According to the U.S. Census Bureau, at least 50 percent of the homes today could potentially have an obsolete electrical panel. The signs of an aging and/or outdated panel are sometimes difficult to detect. It could be something as little as a light that continually flickers in a room. It could be an outlet that hasn’t seemed to work in years. Also, a circuit that continually trips is a good indicator that your panel needs immediate attention.
“Faulty electrical panels can short out your refrigerator or that brand new television,” Mike Brennan, owner of Brennan Electrical Contractors, said. “But a bad electrical panel can lead to even bigger troubles. They’re one of the leading causes of home fires. That’s something no one wants to face.”
Among a variety of obsolete panels, there are two distinct types that many experts will recommend having inspected regularly:
- Fuse boxes – the precursor to circuit breaker panels often can have problems. The wrong fuses may be inserted into the box when one is broken. Also, coins have been known to be inserted in them, as well. Both are potentially serious fire hazards.
- Split-buss panels present unique concerns, as well. They have smaller breakers, which have been known to melt or burn if there is excessive demand placed on them. Today, split-buss panels likely would not be UL listed and not be considered a safe option.

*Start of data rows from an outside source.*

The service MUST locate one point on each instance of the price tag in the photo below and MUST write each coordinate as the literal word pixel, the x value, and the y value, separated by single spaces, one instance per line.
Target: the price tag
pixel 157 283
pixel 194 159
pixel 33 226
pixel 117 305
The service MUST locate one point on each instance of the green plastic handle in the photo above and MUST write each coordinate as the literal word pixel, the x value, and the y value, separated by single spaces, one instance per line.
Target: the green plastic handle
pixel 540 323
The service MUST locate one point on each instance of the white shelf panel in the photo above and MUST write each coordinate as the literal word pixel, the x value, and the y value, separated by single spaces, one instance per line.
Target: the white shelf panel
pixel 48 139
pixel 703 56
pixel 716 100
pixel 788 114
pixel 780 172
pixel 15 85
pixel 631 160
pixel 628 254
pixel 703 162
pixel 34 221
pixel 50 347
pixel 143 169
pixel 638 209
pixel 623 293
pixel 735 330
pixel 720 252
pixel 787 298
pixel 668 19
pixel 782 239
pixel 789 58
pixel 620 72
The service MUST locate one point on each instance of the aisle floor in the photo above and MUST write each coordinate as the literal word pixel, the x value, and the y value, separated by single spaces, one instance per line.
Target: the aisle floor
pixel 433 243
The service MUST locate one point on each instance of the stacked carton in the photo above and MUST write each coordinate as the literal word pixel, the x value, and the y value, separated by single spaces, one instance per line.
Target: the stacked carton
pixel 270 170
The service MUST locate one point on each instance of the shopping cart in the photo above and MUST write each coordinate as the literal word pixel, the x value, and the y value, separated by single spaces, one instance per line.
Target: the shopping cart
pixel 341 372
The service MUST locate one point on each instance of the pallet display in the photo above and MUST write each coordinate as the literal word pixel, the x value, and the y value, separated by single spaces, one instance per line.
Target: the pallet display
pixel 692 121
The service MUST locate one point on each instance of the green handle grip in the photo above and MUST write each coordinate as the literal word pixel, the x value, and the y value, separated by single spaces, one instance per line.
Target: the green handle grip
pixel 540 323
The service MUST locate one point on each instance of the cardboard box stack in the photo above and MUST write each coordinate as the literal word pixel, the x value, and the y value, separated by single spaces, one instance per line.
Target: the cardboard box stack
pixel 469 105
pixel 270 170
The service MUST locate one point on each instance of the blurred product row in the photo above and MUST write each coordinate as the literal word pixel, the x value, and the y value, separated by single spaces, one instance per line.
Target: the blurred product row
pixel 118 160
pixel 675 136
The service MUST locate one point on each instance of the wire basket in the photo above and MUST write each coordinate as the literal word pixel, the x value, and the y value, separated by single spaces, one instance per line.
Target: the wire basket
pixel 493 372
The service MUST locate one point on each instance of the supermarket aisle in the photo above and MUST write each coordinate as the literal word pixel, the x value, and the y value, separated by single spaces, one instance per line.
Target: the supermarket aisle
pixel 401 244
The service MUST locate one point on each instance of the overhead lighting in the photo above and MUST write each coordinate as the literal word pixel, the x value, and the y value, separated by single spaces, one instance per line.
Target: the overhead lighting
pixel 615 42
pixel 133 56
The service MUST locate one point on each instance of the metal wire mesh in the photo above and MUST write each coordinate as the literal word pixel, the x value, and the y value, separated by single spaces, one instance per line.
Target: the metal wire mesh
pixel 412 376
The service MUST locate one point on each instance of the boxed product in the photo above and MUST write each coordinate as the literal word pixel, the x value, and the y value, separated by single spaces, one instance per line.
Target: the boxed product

Many fuse boxes, split-buss panels, and other panels have been known to operate properly for years. But if and when they do malfunction, a disaster could occur. That’s why experts recommend that homeowners have their homes evaluated by a licensed electrician at least once a year. Home electrical systems, including panels, can change dramatically over the course of 12 months, and in doing so, potential safety concerns can develop.